Steering Wheel Behavior Based Estimation of Fatigue
Author(s) -
Jarek Krajewski,
David Sommer,
U. Trutschel,
Dave Edwards,
Martin Gölz
Publication year - 2009
Language(s) - English
Resource type - Conference proceedings
DOI - 10.17077/drivingassessment.1311
Subject(s) - feature extraction , classifier (uml) , computer science , support vector machine , artificial intelligence , feature vector , pattern recognition (psychology) , k nearest neighbors algorithm , steering wheel , feature (linguistics) , simulation , real time computing , engineering , automotive engineering , linguistics , philosophy
This paper examined a steering behavior based fatigue monitoring system. The advantages of using steering behavior for detecting fatigue are that these systems measure continuously, cheaply, non-intrusively, and robustly even under extremely demanding environmental conditions. The expected fatigue induced changes in steering behavior are a pattern of slow drifting and fast corrective counter steering. Using advanced signal processing procedures for feature extraction, we computed 3 feature set in the time, frequency and state space domain (a total number of 1251 features) to capture fatigue impaired steering patterns. Each feature set was separately fed into 5 machine learning methods (e.g. Support Vector Machine, K-Nearest Neighbor).
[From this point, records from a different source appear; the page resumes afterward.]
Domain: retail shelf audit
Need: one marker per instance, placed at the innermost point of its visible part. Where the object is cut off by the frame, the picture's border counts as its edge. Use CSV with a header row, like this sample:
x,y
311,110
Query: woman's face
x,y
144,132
The outputs of each single classifier were combined to an ensemble classification value. Finally we combined the ensemble values of 3 feature subsets to a of meta-ensemble classification value. To validate the steering behavior analysis, driving samples are taken from a driving simulator during a sleep deprivation study (N=12). We yielded a recognition rate of 86.1% in classifying slight from strong fatigue.